What struck me most was perhaps an obvious point about communication. Each couple’s ‘presenting issue’ was often wrapped up in an angry cloud of righteousness. Sometimes complaints about a partner flowed out in a train of vitriol. Other times the emotional load produced only fragments, sentences started but not finished, words grasped for and lost.
Orna’s brilliance was to listen to the noise, and the gaps in between, and to catch something. To find the thread and pull on it. And it was beautifully, firmly, but tenderly done. Sometimes Orna repeated what she had heard, a validating, comforting statement: ‘that was hard for you’. Sometimes she added a word on the end of a sentence to draw it out: ‘you’re upset because…?’, ‘you need that so….?’
And her patients responded with more. Not much, but enough to open something up. Another fragment to piece together the story behind a complex emotional picture.
It might seem a leap to make the link to my History classroom, but all we do all day as teachers is try to communicate. I’m sure that some students feel as blocked and barriered in an academic space as those couples sharing their personal life on Orna’s couch.
So recently I’ve found myself channelling Orna’s gentle coaxing. I’ve avoided jumping in too soon to teacher-summarise a student’s contribution. I’ve nodded and validated, made my genuine interest obvious, holding back to see what might emerge. I’ve added the ‘so…?’ and ‘because..?’ as invitations to go further and deeper with a fledgling idea. Sometimes I’ve just said, ‘tell me more’.
I’m used to the risk now that there will be nothing more; in 25 years of teaching I’ve looked at plenty of blank faces when a discussion has run its course. But what’s the worst that can happen if we wait that moment longer, probe just a little deeper?
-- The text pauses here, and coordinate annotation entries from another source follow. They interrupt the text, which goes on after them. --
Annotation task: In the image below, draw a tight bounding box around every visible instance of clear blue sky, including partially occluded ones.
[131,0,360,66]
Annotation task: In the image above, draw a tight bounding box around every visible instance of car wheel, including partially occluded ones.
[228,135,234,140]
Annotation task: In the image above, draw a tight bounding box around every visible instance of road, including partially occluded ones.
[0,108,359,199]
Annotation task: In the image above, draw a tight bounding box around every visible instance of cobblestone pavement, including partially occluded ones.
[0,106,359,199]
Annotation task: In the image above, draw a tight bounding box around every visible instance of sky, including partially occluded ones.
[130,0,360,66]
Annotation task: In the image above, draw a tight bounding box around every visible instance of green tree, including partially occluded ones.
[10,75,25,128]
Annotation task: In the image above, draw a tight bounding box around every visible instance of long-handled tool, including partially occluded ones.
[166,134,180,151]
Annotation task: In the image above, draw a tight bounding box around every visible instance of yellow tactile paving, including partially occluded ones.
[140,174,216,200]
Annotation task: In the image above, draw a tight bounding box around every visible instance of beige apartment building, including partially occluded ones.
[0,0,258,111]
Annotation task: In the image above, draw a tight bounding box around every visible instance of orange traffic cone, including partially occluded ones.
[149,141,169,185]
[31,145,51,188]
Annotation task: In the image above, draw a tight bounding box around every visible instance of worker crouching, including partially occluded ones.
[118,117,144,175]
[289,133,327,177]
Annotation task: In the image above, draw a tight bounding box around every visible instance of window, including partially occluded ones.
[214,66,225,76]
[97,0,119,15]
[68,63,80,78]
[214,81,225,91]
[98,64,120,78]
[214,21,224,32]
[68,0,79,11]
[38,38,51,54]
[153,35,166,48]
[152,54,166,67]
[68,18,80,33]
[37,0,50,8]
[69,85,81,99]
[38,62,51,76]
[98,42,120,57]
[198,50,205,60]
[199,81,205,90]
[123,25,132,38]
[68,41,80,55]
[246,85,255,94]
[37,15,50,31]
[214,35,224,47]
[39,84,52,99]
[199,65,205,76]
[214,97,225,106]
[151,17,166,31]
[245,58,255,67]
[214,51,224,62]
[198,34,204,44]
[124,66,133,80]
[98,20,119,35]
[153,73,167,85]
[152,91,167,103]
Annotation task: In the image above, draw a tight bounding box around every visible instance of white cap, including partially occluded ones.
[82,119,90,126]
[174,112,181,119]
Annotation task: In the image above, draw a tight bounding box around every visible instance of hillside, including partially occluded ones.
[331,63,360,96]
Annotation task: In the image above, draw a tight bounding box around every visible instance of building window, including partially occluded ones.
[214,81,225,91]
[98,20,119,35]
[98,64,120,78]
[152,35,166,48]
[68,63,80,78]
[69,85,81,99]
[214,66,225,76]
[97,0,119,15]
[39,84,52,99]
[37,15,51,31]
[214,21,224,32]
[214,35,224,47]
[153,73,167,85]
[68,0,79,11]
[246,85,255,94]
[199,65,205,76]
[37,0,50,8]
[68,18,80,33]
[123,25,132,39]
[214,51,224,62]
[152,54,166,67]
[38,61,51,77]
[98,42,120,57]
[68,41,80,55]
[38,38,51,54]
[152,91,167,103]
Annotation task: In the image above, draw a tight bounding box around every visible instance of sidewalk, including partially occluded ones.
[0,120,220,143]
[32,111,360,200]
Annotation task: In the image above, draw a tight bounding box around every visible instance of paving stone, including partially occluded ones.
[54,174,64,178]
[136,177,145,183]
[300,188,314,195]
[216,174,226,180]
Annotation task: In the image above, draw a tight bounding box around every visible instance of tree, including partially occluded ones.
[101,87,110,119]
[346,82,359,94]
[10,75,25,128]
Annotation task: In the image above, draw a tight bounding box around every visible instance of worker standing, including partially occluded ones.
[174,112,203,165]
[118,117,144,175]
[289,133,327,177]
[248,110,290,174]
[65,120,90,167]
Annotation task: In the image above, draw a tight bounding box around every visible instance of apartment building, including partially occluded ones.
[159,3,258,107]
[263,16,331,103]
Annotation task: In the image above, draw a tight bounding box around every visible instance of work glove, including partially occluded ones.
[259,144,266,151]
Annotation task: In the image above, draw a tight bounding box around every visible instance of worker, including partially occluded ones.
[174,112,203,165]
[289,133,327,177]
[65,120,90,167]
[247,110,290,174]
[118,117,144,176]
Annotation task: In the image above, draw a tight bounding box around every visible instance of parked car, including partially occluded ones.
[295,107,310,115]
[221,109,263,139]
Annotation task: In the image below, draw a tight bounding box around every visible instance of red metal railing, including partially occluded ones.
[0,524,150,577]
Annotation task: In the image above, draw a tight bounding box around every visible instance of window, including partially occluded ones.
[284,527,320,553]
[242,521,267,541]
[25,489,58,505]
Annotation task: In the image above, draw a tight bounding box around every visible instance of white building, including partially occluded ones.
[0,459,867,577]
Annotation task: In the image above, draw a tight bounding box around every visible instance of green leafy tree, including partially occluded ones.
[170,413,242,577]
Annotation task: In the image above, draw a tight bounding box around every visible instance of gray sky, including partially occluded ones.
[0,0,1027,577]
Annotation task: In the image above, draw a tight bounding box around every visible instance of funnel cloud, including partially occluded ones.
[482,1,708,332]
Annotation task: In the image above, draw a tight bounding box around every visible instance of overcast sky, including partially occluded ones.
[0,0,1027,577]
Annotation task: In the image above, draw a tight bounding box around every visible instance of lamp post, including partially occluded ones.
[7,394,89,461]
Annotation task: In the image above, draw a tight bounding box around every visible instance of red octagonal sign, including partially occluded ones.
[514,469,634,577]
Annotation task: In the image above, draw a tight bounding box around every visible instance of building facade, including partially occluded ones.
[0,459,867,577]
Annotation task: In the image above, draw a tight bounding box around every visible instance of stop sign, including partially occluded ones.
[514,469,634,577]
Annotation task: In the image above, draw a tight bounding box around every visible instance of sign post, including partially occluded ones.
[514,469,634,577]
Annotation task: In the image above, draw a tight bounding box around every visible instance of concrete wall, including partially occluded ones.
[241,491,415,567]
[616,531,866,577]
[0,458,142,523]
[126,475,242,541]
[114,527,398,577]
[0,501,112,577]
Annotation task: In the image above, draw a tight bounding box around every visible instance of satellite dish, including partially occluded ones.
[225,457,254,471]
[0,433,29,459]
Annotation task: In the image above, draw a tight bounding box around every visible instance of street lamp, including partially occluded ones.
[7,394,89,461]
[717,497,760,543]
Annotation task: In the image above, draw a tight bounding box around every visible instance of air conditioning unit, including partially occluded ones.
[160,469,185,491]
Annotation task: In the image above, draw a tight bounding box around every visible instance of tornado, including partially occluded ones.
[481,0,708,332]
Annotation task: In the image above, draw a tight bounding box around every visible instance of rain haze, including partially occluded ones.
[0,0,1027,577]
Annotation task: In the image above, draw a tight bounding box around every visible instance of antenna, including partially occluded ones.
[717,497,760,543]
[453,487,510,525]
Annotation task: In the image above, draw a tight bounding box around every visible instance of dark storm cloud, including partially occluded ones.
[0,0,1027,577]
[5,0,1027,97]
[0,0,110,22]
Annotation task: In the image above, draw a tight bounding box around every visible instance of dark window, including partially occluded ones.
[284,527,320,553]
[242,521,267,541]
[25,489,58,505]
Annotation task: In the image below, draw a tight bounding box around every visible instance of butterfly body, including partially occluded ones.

Often there is something; a last hand will go up to share a thought that has been percolating, something that needed the invitation and the pause.
Even if students just repeat their original answer, at least they have held the floor for a moment longer. Their place in this discussion has been validated, their belonging in this space confirmed.
When Orna’s patients left they hadn’t been healed but they had been heard. Finding your voice, I’m sure, can be a lifetime’s work. But there is an opportunity every day for us to help students cultivate theirs, to try it out, to see what happens when we reach for more.
Maybe I won’t change careers just yet, but at least I can ask the questions.